Bruker BioSpin also recently installed high-resolution magic angle spinning NMR (HRMAS-NMR) systems into several research hospitals; these systems can rapidly analyze tissue biopsies. The main objective for HRMAS-NMR is to establish a rapid and effective clinical method to assess tumor grade and other important aspects of cancer during surgery.
Combined NMR and Mass Spec
There is increasing interest in combining NMR and MS as a means to improve data sensitivity and to fully elucidate the complex metabolome within a given biological sample. NMR and MS are two of the main analytical assays in metabolomic research.
Aalim Weljie, Ph.D., research assistant professor, department of pharmacology, University of Pennsylvania, maintains that combined NMR/MS has great promise for cancer biomarker discovery in the realms of diagnosis, prognosis, and treatment.
For example, according to Dr. Weljie, in 10–15% of the cases, it is difficult to discern between benign and malignant pancreatic lesions.
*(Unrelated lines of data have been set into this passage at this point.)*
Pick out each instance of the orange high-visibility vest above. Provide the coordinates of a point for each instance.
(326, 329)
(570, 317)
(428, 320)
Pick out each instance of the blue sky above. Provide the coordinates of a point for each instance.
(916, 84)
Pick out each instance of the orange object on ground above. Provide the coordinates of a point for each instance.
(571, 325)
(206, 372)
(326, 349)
Using combined NMR and MS to measure the levels of nearly 250 separate metabolites in the patient’s blood, Dr. Weljie and other researchers at the University of Calgary were able to rapidly determine the malignancy of a lesion, while avoiding unnecessary surgery in patients with benign lesions. There are, however, certain limitations that must be addressed before NMR/MS data integration can be completely utilized.
When performing NMR and MS on a single biological fluid, ultimately “we are,” noted Dr. Weljie, “splitting up information content, processing, and introducing a lot of background noise and error and then trying to reintegrate the data…It’s like taking a complex item, with multiple pieces, out of an IKEA box and trying to repackage it perfectly into another box.”
It’s not easy. Due to the wide range of possible physiochemical properties, a biologically pure sample is immediately biased with the initial extraction of the metabolites. Further NMR and MS platform specific biases are then introduced into the sample.
By improving the workflow between the initial splitting of the sample, they improved endpoint data integration, proving that a streamlined approach to combined NMR/MS can be achieved, leading to a very strong, robust and precise metabolomic toolset.